June 30th, 2002

Fishy Circumstances

And the winner is...

Montserrat has won the title of worst football nation of the year, in a complete 0-4 loss against Bhutan. In an official, FIFA sponsored game, no less! (more here) This makes Montserrat the world's 203rd best team. American Samoa and the Turks and Caicos Islands didn't quite do badly enough to qualify for the worst team match.

In other news, Brazil's won the World Cup, as was expected when the final lineup was announced. I knew as soon as it happened from the multitude of honking horns and cheering people in the neighborhood. It'll be going on all day. And probably tomorrow as well.
Fishy Circumstances


For those keeping score, Friday was a loss. I will be buying the database software, but not until Tuesday, since all the stores are closed for the long weekend. Meanwhile, I wonder where my advisor is? It's been three months since I've heard from him now.

Music Night was satisfying - since we finally had a copy of the words, we made our first successful foray through Salisbury Hill. And the balance between strings and non-strings was better than it usually was... let's see, perhaps 4 guitarists, one electric guitarist, one bass guitarist, and one mandolinist. Plus many of the usuals: bagpiper, penny whistler, 2 bodhran players, two percussionists.

My week of birthday parties is over, all three of them. Cat's party was good, especially the cake, and her garden is settling in nicely, roses, honeysuckle, pepper plants, lots of herbs and vegetables. But the end of summer it may even be luxuriant. We have our pepper plants thanks to her, and she has the honeysuckle inspired by ours, in the hopes it will obligingly trellis over part of the next door neighbor's ajdoining garage wall.

Today's a day of online errands and general low-keyness, hopefully with a movie (Monsoon Wedding) in the evening, especially if I can track down Jenny, who was also interested in going with us. Since tomorrow's a holiday, we'll likely visit some of the many events (except that the city-sponsored ones are all cancelled, thanks to the strike), and perhaps go back to the beaches, where, yesterday afternoon, I went as far as I ever have on the skates. It was tiring and hot but, happily, not smoggy. Such a relieve to lose the smog and be able to breath again!

With less than a week remaining until the trip, I really need to do something about the rest of the tickets...
Fishy Circumstances


I'm going to briefly revisit old news, especially for the benefit of my recently rediscovered old friends.

Back in December, I did my first turn as an "expert" on something, on the technology of Middle Earth for the Discovery Channel. You can see the website for it and the videos here. (I'm day three)

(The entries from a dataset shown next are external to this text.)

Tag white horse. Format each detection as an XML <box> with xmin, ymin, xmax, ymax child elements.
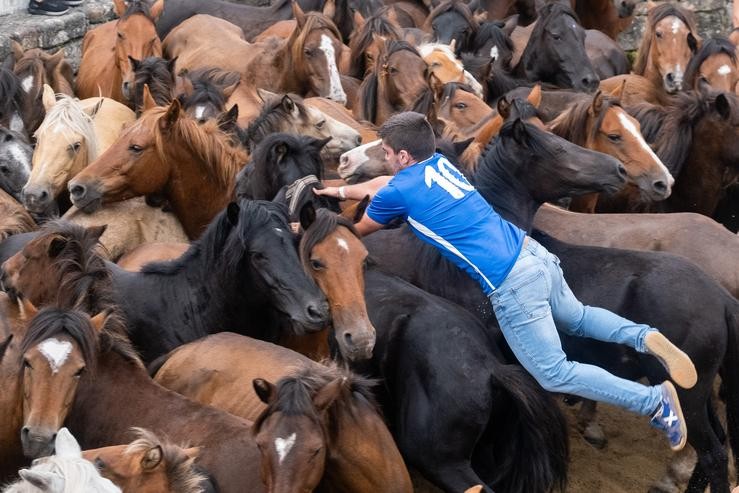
<box><xmin>3</xmin><ymin>428</ymin><xmax>120</xmax><ymax>493</ymax></box>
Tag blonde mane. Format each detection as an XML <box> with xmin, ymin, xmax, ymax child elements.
<box><xmin>34</xmin><ymin>94</ymin><xmax>100</xmax><ymax>161</ymax></box>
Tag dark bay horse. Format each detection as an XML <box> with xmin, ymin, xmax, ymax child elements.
<box><xmin>1</xmin><ymin>202</ymin><xmax>330</xmax><ymax>365</ymax></box>
<box><xmin>0</xmin><ymin>54</ymin><xmax>29</xmax><ymax>139</ymax></box>
<box><xmin>68</xmin><ymin>98</ymin><xmax>246</xmax><ymax>239</ymax></box>
<box><xmin>235</xmin><ymin>133</ymin><xmax>329</xmax><ymax>202</ymax></box>
<box><xmin>423</xmin><ymin>0</ymin><xmax>479</xmax><ymax>54</ymax></box>
<box><xmin>12</xmin><ymin>303</ymin><xmax>264</xmax><ymax>493</ymax></box>
<box><xmin>130</xmin><ymin>56</ymin><xmax>176</xmax><ymax>115</ymax></box>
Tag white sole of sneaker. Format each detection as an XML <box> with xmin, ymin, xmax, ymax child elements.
<box><xmin>645</xmin><ymin>332</ymin><xmax>698</xmax><ymax>389</ymax></box>
<box><xmin>662</xmin><ymin>381</ymin><xmax>688</xmax><ymax>451</ymax></box>
<box><xmin>28</xmin><ymin>8</ymin><xmax>71</xmax><ymax>15</ymax></box>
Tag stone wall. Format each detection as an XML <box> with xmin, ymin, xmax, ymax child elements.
<box><xmin>618</xmin><ymin>0</ymin><xmax>733</xmax><ymax>51</ymax></box>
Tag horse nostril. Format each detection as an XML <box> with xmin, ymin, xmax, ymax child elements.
<box><xmin>617</xmin><ymin>163</ymin><xmax>627</xmax><ymax>179</ymax></box>
<box><xmin>665</xmin><ymin>73</ymin><xmax>675</xmax><ymax>83</ymax></box>
<box><xmin>339</xmin><ymin>154</ymin><xmax>349</xmax><ymax>168</ymax></box>
<box><xmin>70</xmin><ymin>184</ymin><xmax>86</xmax><ymax>199</ymax></box>
<box><xmin>344</xmin><ymin>331</ymin><xmax>354</xmax><ymax>344</ymax></box>
<box><xmin>21</xmin><ymin>426</ymin><xmax>29</xmax><ymax>438</ymax></box>
<box><xmin>653</xmin><ymin>180</ymin><xmax>668</xmax><ymax>193</ymax></box>
<box><xmin>38</xmin><ymin>190</ymin><xmax>48</xmax><ymax>200</ymax></box>
<box><xmin>306</xmin><ymin>301</ymin><xmax>328</xmax><ymax>323</ymax></box>
<box><xmin>354</xmin><ymin>135</ymin><xmax>362</xmax><ymax>146</ymax></box>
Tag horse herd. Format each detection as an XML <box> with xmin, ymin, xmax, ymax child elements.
<box><xmin>0</xmin><ymin>0</ymin><xmax>739</xmax><ymax>491</ymax></box>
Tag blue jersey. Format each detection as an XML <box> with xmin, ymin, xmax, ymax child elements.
<box><xmin>366</xmin><ymin>153</ymin><xmax>525</xmax><ymax>295</ymax></box>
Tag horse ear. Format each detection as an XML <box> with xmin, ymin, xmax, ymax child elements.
<box><xmin>17</xmin><ymin>297</ymin><xmax>38</xmax><ymax>321</ymax></box>
<box><xmin>299</xmin><ymin>201</ymin><xmax>317</xmax><ymax>231</ymax></box>
<box><xmin>128</xmin><ymin>56</ymin><xmax>141</xmax><ymax>72</ymax></box>
<box><xmin>1</xmin><ymin>53</ymin><xmax>14</xmax><ymax>71</ymax></box>
<box><xmin>527</xmin><ymin>84</ymin><xmax>542</xmax><ymax>108</ymax></box>
<box><xmin>687</xmin><ymin>32</ymin><xmax>698</xmax><ymax>53</ymax></box>
<box><xmin>497</xmin><ymin>96</ymin><xmax>511</xmax><ymax>119</ymax></box>
<box><xmin>292</xmin><ymin>1</ymin><xmax>307</xmax><ymax>30</ymax></box>
<box><xmin>48</xmin><ymin>236</ymin><xmax>66</xmax><ymax>258</ymax></box>
<box><xmin>183</xmin><ymin>446</ymin><xmax>200</xmax><ymax>460</ymax></box>
<box><xmin>464</xmin><ymin>486</ymin><xmax>484</xmax><ymax>493</ymax></box>
<box><xmin>322</xmin><ymin>0</ymin><xmax>336</xmax><ymax>20</ymax></box>
<box><xmin>167</xmin><ymin>56</ymin><xmax>178</xmax><ymax>75</ymax></box>
<box><xmin>218</xmin><ymin>104</ymin><xmax>239</xmax><ymax>132</ymax></box>
<box><xmin>511</xmin><ymin>118</ymin><xmax>528</xmax><ymax>144</ymax></box>
<box><xmin>257</xmin><ymin>88</ymin><xmax>277</xmax><ymax>103</ymax></box>
<box><xmin>0</xmin><ymin>334</ymin><xmax>12</xmax><ymax>361</ymax></box>
<box><xmin>313</xmin><ymin>136</ymin><xmax>332</xmax><ymax>151</ymax></box>
<box><xmin>46</xmin><ymin>49</ymin><xmax>64</xmax><ymax>69</ymax></box>
<box><xmin>386</xmin><ymin>6</ymin><xmax>400</xmax><ymax>27</ymax></box>
<box><xmin>313</xmin><ymin>377</ymin><xmax>343</xmax><ymax>412</ymax></box>
<box><xmin>89</xmin><ymin>311</ymin><xmax>108</xmax><ymax>334</ymax></box>
<box><xmin>274</xmin><ymin>143</ymin><xmax>288</xmax><ymax>164</ymax></box>
<box><xmin>55</xmin><ymin>428</ymin><xmax>82</xmax><ymax>459</ymax></box>
<box><xmin>281</xmin><ymin>95</ymin><xmax>299</xmax><ymax>118</ymax></box>
<box><xmin>141</xmin><ymin>445</ymin><xmax>163</xmax><ymax>470</ymax></box>
<box><xmin>42</xmin><ymin>84</ymin><xmax>56</xmax><ymax>112</ymax></box>
<box><xmin>142</xmin><ymin>84</ymin><xmax>158</xmax><ymax>111</ymax></box>
<box><xmin>19</xmin><ymin>469</ymin><xmax>61</xmax><ymax>491</ymax></box>
<box><xmin>11</xmin><ymin>40</ymin><xmax>24</xmax><ymax>64</ymax></box>
<box><xmin>253</xmin><ymin>378</ymin><xmax>276</xmax><ymax>404</ymax></box>
<box><xmin>428</xmin><ymin>73</ymin><xmax>445</xmax><ymax>100</ymax></box>
<box><xmin>589</xmin><ymin>90</ymin><xmax>604</xmax><ymax>116</ymax></box>
<box><xmin>222</xmin><ymin>80</ymin><xmax>240</xmax><ymax>100</ymax></box>
<box><xmin>609</xmin><ymin>79</ymin><xmax>626</xmax><ymax>100</ymax></box>
<box><xmin>160</xmin><ymin>99</ymin><xmax>181</xmax><ymax>131</ymax></box>
<box><xmin>86</xmin><ymin>98</ymin><xmax>105</xmax><ymax>120</ymax></box>
<box><xmin>149</xmin><ymin>0</ymin><xmax>164</xmax><ymax>21</ymax></box>
<box><xmin>113</xmin><ymin>0</ymin><xmax>127</xmax><ymax>17</ymax></box>
<box><xmin>473</xmin><ymin>10</ymin><xmax>488</xmax><ymax>24</ymax></box>
<box><xmin>353</xmin><ymin>10</ymin><xmax>365</xmax><ymax>29</ymax></box>
<box><xmin>715</xmin><ymin>93</ymin><xmax>731</xmax><ymax>120</ymax></box>
<box><xmin>448</xmin><ymin>39</ymin><xmax>457</xmax><ymax>54</ymax></box>
<box><xmin>646</xmin><ymin>0</ymin><xmax>656</xmax><ymax>10</ymax></box>
<box><xmin>340</xmin><ymin>194</ymin><xmax>370</xmax><ymax>224</ymax></box>
<box><xmin>226</xmin><ymin>202</ymin><xmax>240</xmax><ymax>226</ymax></box>
<box><xmin>453</xmin><ymin>137</ymin><xmax>475</xmax><ymax>156</ymax></box>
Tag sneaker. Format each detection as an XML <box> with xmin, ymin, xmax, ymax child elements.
<box><xmin>60</xmin><ymin>0</ymin><xmax>83</xmax><ymax>6</ymax></box>
<box><xmin>650</xmin><ymin>381</ymin><xmax>687</xmax><ymax>451</ymax></box>
<box><xmin>644</xmin><ymin>331</ymin><xmax>697</xmax><ymax>389</ymax></box>
<box><xmin>28</xmin><ymin>0</ymin><xmax>70</xmax><ymax>15</ymax></box>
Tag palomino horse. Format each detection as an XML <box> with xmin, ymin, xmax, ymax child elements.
<box><xmin>11</xmin><ymin>41</ymin><xmax>74</xmax><ymax>137</ymax></box>
<box><xmin>632</xmin><ymin>3</ymin><xmax>700</xmax><ymax>94</ymax></box>
<box><xmin>684</xmin><ymin>37</ymin><xmax>739</xmax><ymax>93</ymax></box>
<box><xmin>76</xmin><ymin>0</ymin><xmax>163</xmax><ymax>104</ymax></box>
<box><xmin>548</xmin><ymin>88</ymin><xmax>674</xmax><ymax>212</ymax></box>
<box><xmin>11</xmin><ymin>302</ymin><xmax>264</xmax><ymax>493</ymax></box>
<box><xmin>423</xmin><ymin>0</ymin><xmax>482</xmax><ymax>54</ymax></box>
<box><xmin>236</xmin><ymin>133</ymin><xmax>329</xmax><ymax>201</ymax></box>
<box><xmin>3</xmin><ymin>428</ymin><xmax>121</xmax><ymax>493</ymax></box>
<box><xmin>244</xmin><ymin>90</ymin><xmax>360</xmax><ymax>159</ymax></box>
<box><xmin>23</xmin><ymin>86</ymin><xmax>135</xmax><ymax>217</ymax></box>
<box><xmin>0</xmin><ymin>126</ymin><xmax>31</xmax><ymax>202</ymax></box>
<box><xmin>356</xmin><ymin>40</ymin><xmax>433</xmax><ymax>125</ymax></box>
<box><xmin>82</xmin><ymin>428</ymin><xmax>210</xmax><ymax>493</ymax></box>
<box><xmin>68</xmin><ymin>98</ymin><xmax>246</xmax><ymax>239</ymax></box>
<box><xmin>152</xmin><ymin>336</ymin><xmax>407</xmax><ymax>492</ymax></box>
<box><xmin>420</xmin><ymin>42</ymin><xmax>484</xmax><ymax>98</ymax></box>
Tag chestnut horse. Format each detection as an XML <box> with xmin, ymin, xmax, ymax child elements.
<box><xmin>12</xmin><ymin>303</ymin><xmax>264</xmax><ymax>493</ymax></box>
<box><xmin>0</xmin><ymin>190</ymin><xmax>34</xmax><ymax>246</ymax></box>
<box><xmin>356</xmin><ymin>40</ymin><xmax>433</xmax><ymax>126</ymax></box>
<box><xmin>632</xmin><ymin>3</ymin><xmax>700</xmax><ymax>95</ymax></box>
<box><xmin>420</xmin><ymin>42</ymin><xmax>484</xmax><ymax>98</ymax></box>
<box><xmin>684</xmin><ymin>37</ymin><xmax>739</xmax><ymax>93</ymax></box>
<box><xmin>82</xmin><ymin>428</ymin><xmax>210</xmax><ymax>493</ymax></box>
<box><xmin>68</xmin><ymin>98</ymin><xmax>246</xmax><ymax>239</ymax></box>
<box><xmin>76</xmin><ymin>0</ymin><xmax>163</xmax><ymax>104</ymax></box>
<box><xmin>573</xmin><ymin>0</ymin><xmax>637</xmax><ymax>40</ymax></box>
<box><xmin>347</xmin><ymin>8</ymin><xmax>402</xmax><ymax>78</ymax></box>
<box><xmin>23</xmin><ymin>86</ymin><xmax>136</xmax><ymax>217</ymax></box>
<box><xmin>434</xmin><ymin>82</ymin><xmax>495</xmax><ymax>141</ymax></box>
<box><xmin>548</xmin><ymin>88</ymin><xmax>673</xmax><ymax>212</ymax></box>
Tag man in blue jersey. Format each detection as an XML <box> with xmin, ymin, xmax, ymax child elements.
<box><xmin>316</xmin><ymin>111</ymin><xmax>697</xmax><ymax>451</ymax></box>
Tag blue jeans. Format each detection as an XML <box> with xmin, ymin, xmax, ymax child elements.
<box><xmin>489</xmin><ymin>237</ymin><xmax>662</xmax><ymax>416</ymax></box>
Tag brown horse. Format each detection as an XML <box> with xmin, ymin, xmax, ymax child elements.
<box><xmin>347</xmin><ymin>8</ymin><xmax>403</xmax><ymax>78</ymax></box>
<box><xmin>82</xmin><ymin>428</ymin><xmax>207</xmax><ymax>493</ymax></box>
<box><xmin>76</xmin><ymin>0</ymin><xmax>163</xmax><ymax>104</ymax></box>
<box><xmin>684</xmin><ymin>37</ymin><xmax>739</xmax><ymax>93</ymax></box>
<box><xmin>67</xmin><ymin>98</ymin><xmax>246</xmax><ymax>239</ymax></box>
<box><xmin>632</xmin><ymin>3</ymin><xmax>700</xmax><ymax>94</ymax></box>
<box><xmin>356</xmin><ymin>39</ymin><xmax>433</xmax><ymax>125</ymax></box>
<box><xmin>420</xmin><ymin>42</ymin><xmax>484</xmax><ymax>98</ymax></box>
<box><xmin>599</xmin><ymin>73</ymin><xmax>669</xmax><ymax>106</ymax></box>
<box><xmin>11</xmin><ymin>41</ymin><xmax>74</xmax><ymax>136</ymax></box>
<box><xmin>116</xmin><ymin>242</ymin><xmax>189</xmax><ymax>272</ymax></box>
<box><xmin>573</xmin><ymin>0</ymin><xmax>637</xmax><ymax>40</ymax></box>
<box><xmin>0</xmin><ymin>189</ymin><xmax>35</xmax><ymax>242</ymax></box>
<box><xmin>151</xmin><ymin>336</ymin><xmax>412</xmax><ymax>493</ymax></box>
<box><xmin>548</xmin><ymin>87</ymin><xmax>674</xmax><ymax>212</ymax></box>
<box><xmin>434</xmin><ymin>82</ymin><xmax>495</xmax><ymax>141</ymax></box>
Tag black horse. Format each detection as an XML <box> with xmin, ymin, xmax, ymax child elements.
<box><xmin>425</xmin><ymin>0</ymin><xmax>479</xmax><ymax>54</ymax></box>
<box><xmin>108</xmin><ymin>200</ymin><xmax>330</xmax><ymax>363</ymax></box>
<box><xmin>364</xmin><ymin>100</ymin><xmax>739</xmax><ymax>493</ymax></box>
<box><xmin>130</xmin><ymin>56</ymin><xmax>176</xmax><ymax>115</ymax></box>
<box><xmin>235</xmin><ymin>133</ymin><xmax>329</xmax><ymax>201</ymax></box>
<box><xmin>0</xmin><ymin>54</ymin><xmax>28</xmax><ymax>140</ymax></box>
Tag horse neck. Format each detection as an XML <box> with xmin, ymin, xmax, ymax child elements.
<box><xmin>0</xmin><ymin>352</ymin><xmax>24</xmax><ymax>477</ymax></box>
<box><xmin>159</xmin><ymin>134</ymin><xmax>238</xmax><ymax>239</ymax></box>
<box><xmin>375</xmin><ymin>75</ymin><xmax>399</xmax><ymax>125</ymax></box>
<box><xmin>474</xmin><ymin>144</ymin><xmax>540</xmax><ymax>231</ymax></box>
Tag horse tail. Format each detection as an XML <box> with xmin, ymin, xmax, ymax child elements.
<box><xmin>487</xmin><ymin>363</ymin><xmax>569</xmax><ymax>493</ymax></box>
<box><xmin>721</xmin><ymin>302</ymin><xmax>739</xmax><ymax>474</ymax></box>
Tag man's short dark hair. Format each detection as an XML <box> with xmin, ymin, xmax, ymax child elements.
<box><xmin>378</xmin><ymin>112</ymin><xmax>435</xmax><ymax>161</ymax></box>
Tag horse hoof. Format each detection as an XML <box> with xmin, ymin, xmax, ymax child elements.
<box><xmin>582</xmin><ymin>422</ymin><xmax>607</xmax><ymax>449</ymax></box>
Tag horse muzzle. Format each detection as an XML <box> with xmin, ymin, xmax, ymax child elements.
<box><xmin>21</xmin><ymin>184</ymin><xmax>53</xmax><ymax>214</ymax></box>
<box><xmin>337</xmin><ymin>325</ymin><xmax>376</xmax><ymax>362</ymax></box>
<box><xmin>663</xmin><ymin>71</ymin><xmax>684</xmax><ymax>94</ymax></box>
<box><xmin>21</xmin><ymin>426</ymin><xmax>57</xmax><ymax>459</ymax></box>
<box><xmin>68</xmin><ymin>179</ymin><xmax>103</xmax><ymax>213</ymax></box>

Also, in case you're a graduate student in a medieval subject, in the mood for applying to give a paper, Vagantes' second occurrence is coming up next spring, with an application deadline of October 1st for papers. Yes, a long ways off, but you're forewarned. Vagantes is co-sponsored by the University of Toronto, Harvard University, and Cornell University. It's a fun gathering and, even if you don't want to give a paper (or unfortunately are turned down), it's still worth attending. Based on last year, there should be a fair chunk of the audience not giving papers.
Fishy Circumstances

History in English schools

History is taught very differently in England than it is in Canada or the U.S. The emphasis is on methodology over content. Indeed, over the course of one's education there, certainly in history, a fairly minimal quantity of actual content is communicated... even though the students are, in the process, trained in critical theory .

A BBC commentary discusses a recently-released study on the subject, and concludes that students need to learn more about their own country... to the degree that a great many students are hard pressed to name any prime ministers of the country, while learning of lists of equivalent information is done by rote on the other side of the Atlantic.

It's an old debate. But what I was just thinking was how well rote learning ties into the only somewhat derogatory idea that higher education in the liberal arts results in being good at dinner time conversation. Absolutely! (And history of science and technology is all about trivia. I know so much more conversationally useful trivia now than I ever did before taking up this subject.) Does learning methodology help with dinnertime conversations? I don't think it does as much, but it helps in becoming a specialist in the field in question.

Extraordinarily superficial conclusion: Americans are better networkers because high school provides them with more handy trivia to incorporate into conversations. The English come out of secondary school better equipped to pursue an academic career... but only if they've been decisive and focused on which methodology set to pursue.